A cooperative is a business that is owned and controlled by the individuals who use its services. While this definition captures the fundamental difference between cooperatives and other types of businesses, it does not encompass all the variations and complexities of cooperatives. In a cooperative, the owners are also the users; they are the members.

Key operating principles of cooperatives include:

  1. Service at Cost: The primary purpose of a cooperative is to provide services to its member-owners at the lowest possible cost rather than generating profits for investors. However, the cooperative must still generate enough income to cover operating expenses and meet ongoing capital needs.
  2. Financial Obligation and Benefits Proportional to Use: Benefits are distributed according to usage rather than the amount invested. In some cases, the amount invested determines the return one gets. Members are obligated to provide financing in relation to the usage that generates these benefits.
  3. Democratic Control: The Rochdale pioneers established their cooperative through the principle of one member, one vote, embodying the concept of democratic control. While our political democracy allows for representative or proportional voting, some cooperatives apply proportional voting based on member usage.
  4. Limited Return on Equity Capital: The main value of the cooperative to its owners lies in its services. Limiting the return on equity capital helps ensure that benefits are distributed based on usage, particularly in the USA.

Important practices in cooperatives include:

  1. Continuing Member Education: It is essential to keep owners informed about the cooperative’s operations for two primary reasons:
  • The principle of democratic control, exercised through majority rule, requires that all members are well-informed to facilitate enlightened decision-making.
  • Since cooperatives are less prevalent than other types of businesses, they often receive less attention in business and economic education, necessitating that each cooperative serve as an educational institution for its members.
  1. Operations on a Sound Financial Basis: A cooperative should be treated as a business and must have the flexibility to adapt to changing market conditions.
  2. Cooperation Among Cooperatives: Cooperatives need to collaborate to minimize member production input costs and efficiently market member products to meet customer demands.

 

What Are Patronage Refunds?

A patronage refund reflects the unique relationship between a cooperative and its owners, illustrating how a cooperative operates. Patronage refunds are directly related to the key principles and important practices of cooperatives, as well as the mutual responsibilities between the cooperative and its members.

The goal of a cooperative is to provide services to its member users at the lowest possible cost rather than seeking profit for investors. However, this service-at-cost approach does not imply that the cooperative operates without regard to expenses daily for at least two reasons:

  1. It cannot determine its exact costs on a daily basis.
  2. As a participant in the private enterprise system, the prices it pays for purchases and receives for sales fluctuate with market conditions.

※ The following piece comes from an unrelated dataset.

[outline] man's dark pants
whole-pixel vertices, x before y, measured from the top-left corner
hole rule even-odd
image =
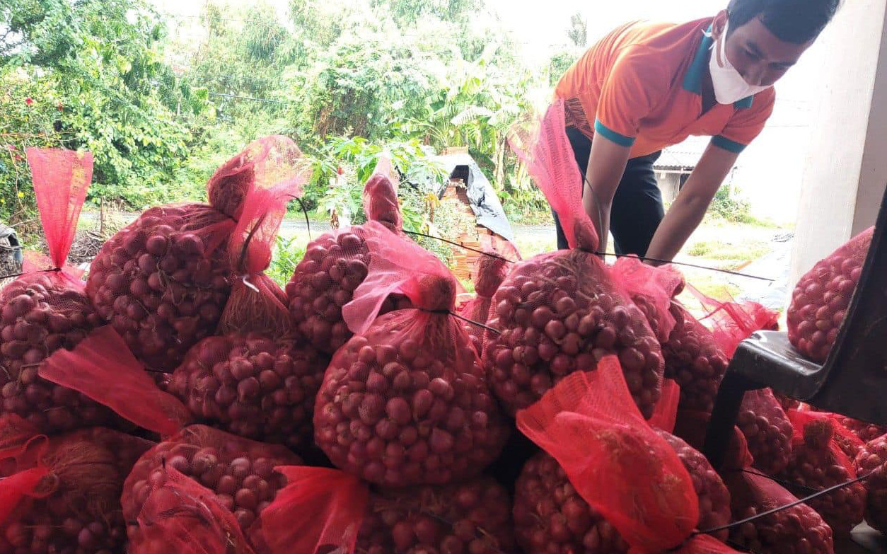
[[[583,177],[588,169],[588,156],[592,141],[577,130],[568,127],[567,138],[573,147],[576,162]],[[625,166],[625,172],[619,181],[619,187],[613,197],[610,209],[610,233],[613,233],[616,254],[645,256],[653,234],[665,215],[663,197],[656,186],[653,164],[662,152],[632,158]],[[582,187],[585,192],[585,187]],[[561,228],[561,222],[554,216],[557,229],[557,247],[566,249],[567,238]]]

Once a year, a formal accounting is conducted to assess the cooperative’s income and expenses. The income remaining after deducting all expenses (net margin) is distributed proportionately to members based on their patronage or share of investment. The surplus income generated from members’ usage of the cooperative’s services is then refunded to them. This refund is referred to as a patronage refund.

The patronage refund is a key operating principle in cooperatives, reflecting that ownership benefits are generally proportional to usage. This refund serves as a crucial source of financing for cooperatives. Members typically choose to retain a portion of their refund within the cooperative to support its financial stability. The retained portion is allocated to the member’s equity account and can be paid out at a future date.

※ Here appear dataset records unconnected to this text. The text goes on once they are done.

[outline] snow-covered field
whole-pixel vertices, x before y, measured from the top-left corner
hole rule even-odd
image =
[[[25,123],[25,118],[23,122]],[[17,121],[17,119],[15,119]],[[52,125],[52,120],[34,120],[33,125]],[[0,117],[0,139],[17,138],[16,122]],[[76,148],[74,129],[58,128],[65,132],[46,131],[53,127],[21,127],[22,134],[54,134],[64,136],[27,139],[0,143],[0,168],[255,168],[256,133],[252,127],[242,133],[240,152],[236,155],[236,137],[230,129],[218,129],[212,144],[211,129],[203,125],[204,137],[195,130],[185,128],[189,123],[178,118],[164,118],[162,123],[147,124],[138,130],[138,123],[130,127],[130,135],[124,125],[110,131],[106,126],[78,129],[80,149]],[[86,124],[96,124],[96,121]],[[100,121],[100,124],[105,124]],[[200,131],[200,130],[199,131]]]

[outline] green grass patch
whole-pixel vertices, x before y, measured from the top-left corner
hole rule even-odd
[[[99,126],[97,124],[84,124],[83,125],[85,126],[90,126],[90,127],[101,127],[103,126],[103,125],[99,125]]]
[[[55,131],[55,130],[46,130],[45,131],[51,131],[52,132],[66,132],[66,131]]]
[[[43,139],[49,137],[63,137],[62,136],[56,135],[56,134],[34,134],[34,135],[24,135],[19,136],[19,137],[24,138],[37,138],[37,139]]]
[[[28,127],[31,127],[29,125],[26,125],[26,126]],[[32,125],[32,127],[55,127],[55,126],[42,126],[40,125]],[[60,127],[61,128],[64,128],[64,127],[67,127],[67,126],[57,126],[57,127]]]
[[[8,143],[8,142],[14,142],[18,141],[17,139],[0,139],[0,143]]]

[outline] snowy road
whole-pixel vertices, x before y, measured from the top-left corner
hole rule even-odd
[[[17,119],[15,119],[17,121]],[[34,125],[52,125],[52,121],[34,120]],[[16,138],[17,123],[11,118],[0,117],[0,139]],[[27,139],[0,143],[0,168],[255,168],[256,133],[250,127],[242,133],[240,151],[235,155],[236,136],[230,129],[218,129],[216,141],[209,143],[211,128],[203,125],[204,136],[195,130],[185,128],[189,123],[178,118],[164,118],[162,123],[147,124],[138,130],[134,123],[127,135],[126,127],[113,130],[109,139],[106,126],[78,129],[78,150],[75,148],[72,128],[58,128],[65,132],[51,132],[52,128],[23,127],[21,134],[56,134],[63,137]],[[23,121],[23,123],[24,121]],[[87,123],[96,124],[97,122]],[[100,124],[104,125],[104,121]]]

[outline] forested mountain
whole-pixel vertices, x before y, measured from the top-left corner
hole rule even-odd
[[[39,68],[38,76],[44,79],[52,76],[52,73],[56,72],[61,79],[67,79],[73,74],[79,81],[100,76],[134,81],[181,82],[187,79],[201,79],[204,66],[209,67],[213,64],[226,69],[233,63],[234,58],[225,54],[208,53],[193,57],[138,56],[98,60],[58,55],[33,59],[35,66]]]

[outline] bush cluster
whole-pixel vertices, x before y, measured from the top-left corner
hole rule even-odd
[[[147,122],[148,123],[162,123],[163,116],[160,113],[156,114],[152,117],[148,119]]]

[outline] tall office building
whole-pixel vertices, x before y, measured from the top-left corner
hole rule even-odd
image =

The unique purpose of a cooperative places the responsibility of financing the business on its member-users. Benefits are closely linked to usage and do not enhance the value of shares of stock or other equity capital. As a result, the reasons that motivate individuals to invest in the stock of other corporations do not apply to cooperative stock. Therefore, cooperative members must provide the majority of its equity capital, either through direct investments or through retained patronage allocations.

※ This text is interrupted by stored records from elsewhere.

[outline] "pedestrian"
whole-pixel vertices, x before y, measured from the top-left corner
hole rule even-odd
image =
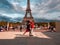
[[[50,27],[49,27],[49,30],[50,30],[50,32],[56,32],[54,26],[50,26]]]
[[[20,26],[20,31],[22,32],[22,25]]]
[[[30,21],[29,20],[26,22],[26,26],[27,27],[26,27],[26,30],[23,33],[23,35],[25,35],[26,32],[29,32],[29,36],[31,36],[31,29],[30,29],[31,25],[30,25]]]
[[[31,36],[33,36],[34,22],[32,20],[30,20],[30,25],[31,25]]]

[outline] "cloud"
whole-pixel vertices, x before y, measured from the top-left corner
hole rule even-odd
[[[60,0],[30,0],[31,12],[35,21],[41,19],[60,20]],[[2,7],[3,6],[3,7]],[[27,0],[0,0],[0,14],[11,21],[22,21]]]

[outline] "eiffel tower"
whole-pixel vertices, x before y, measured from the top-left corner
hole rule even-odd
[[[32,20],[34,21],[33,17],[32,17],[32,13],[31,13],[31,8],[30,8],[30,0],[27,0],[27,8],[26,8],[26,14],[23,18],[23,23],[26,22],[27,20]]]

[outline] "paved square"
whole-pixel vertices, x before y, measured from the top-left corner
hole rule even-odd
[[[32,37],[23,32],[0,32],[0,45],[60,45],[60,33],[33,32]]]

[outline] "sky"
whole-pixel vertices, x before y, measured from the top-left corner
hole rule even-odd
[[[0,21],[21,22],[26,13],[27,0],[0,0]],[[60,0],[30,0],[36,22],[60,21]]]

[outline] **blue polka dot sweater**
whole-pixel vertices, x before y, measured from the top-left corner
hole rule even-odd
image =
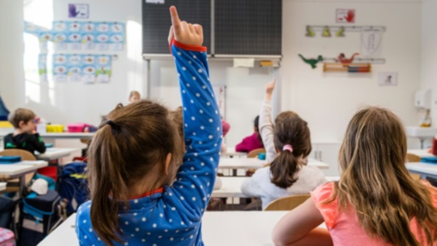
[[[115,245],[203,245],[202,216],[220,157],[220,114],[209,81],[206,49],[176,41],[171,48],[179,77],[187,152],[171,186],[129,200],[128,208],[121,208],[123,242]],[[78,209],[76,234],[81,245],[104,245],[91,225],[91,203]]]

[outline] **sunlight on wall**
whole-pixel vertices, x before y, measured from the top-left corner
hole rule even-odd
[[[143,91],[142,81],[142,29],[141,24],[137,21],[128,20],[126,24],[126,47],[128,59],[134,68],[128,74],[128,91]],[[144,97],[146,95],[142,95]]]
[[[24,0],[24,6],[25,21],[43,28],[51,29],[53,20],[52,0]],[[38,57],[40,53],[38,38],[34,35],[25,33],[24,34],[24,41],[25,103],[28,103],[31,101],[38,103],[41,103],[41,90],[43,88],[49,90],[50,103],[53,105],[55,102],[54,84],[52,82],[47,84],[47,82],[41,82],[38,72]],[[51,68],[53,44],[51,43],[48,44],[49,51],[47,54],[47,68],[48,77],[49,77],[48,78],[49,79],[49,81],[52,81],[51,79]],[[49,74],[50,74],[50,76],[48,76]],[[44,83],[45,83],[45,84],[43,85]]]

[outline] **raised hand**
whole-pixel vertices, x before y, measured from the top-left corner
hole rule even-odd
[[[199,24],[187,23],[181,21],[177,14],[176,7],[170,7],[172,26],[168,35],[168,42],[174,39],[177,41],[185,44],[201,46],[203,43],[203,29]]]
[[[276,77],[273,81],[270,81],[266,84],[266,98],[268,100],[271,99],[273,90],[274,89],[275,84],[276,83]]]

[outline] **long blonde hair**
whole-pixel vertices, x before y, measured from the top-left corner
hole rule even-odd
[[[410,228],[415,217],[432,245],[437,239],[437,209],[429,188],[410,176],[406,148],[404,127],[393,113],[374,107],[359,110],[340,149],[340,180],[325,202],[337,198],[339,210],[356,211],[369,236],[395,245],[420,245]]]

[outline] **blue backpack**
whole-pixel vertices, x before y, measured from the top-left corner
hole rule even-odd
[[[86,166],[86,162],[78,162],[66,165],[62,169],[59,192],[61,197],[68,200],[69,214],[76,212],[80,204],[89,200]]]
[[[9,115],[9,110],[3,102],[3,100],[0,96],[0,120],[7,120],[7,116]]]

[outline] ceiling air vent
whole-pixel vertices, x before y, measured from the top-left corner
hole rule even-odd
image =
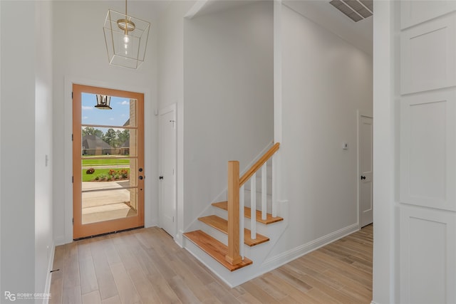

The cooperative has a responsibility to create a financing and ownership transfer plan that is fair to each member while adhering to cooperative principles. As members engage with the cooperative, they take on the fundamental responsibility of providing capital based on their usage. When patronage ceases, so does the financing responsibility. If the cooperative does not adopt a systematic approach to redeeming equities, a growing amount of capital may end up with inactive members. This situation can lead to decreased member participation in the cooperative’s activities and present conflicting objectives.

Financing the cooperative through the reinvestment of patronage refunds is a clear and straightforward way for members to fulfill their obligation to finance according to usage. Equity redemption helps ensure that the cooperative’s ownership remains in the hands of current users.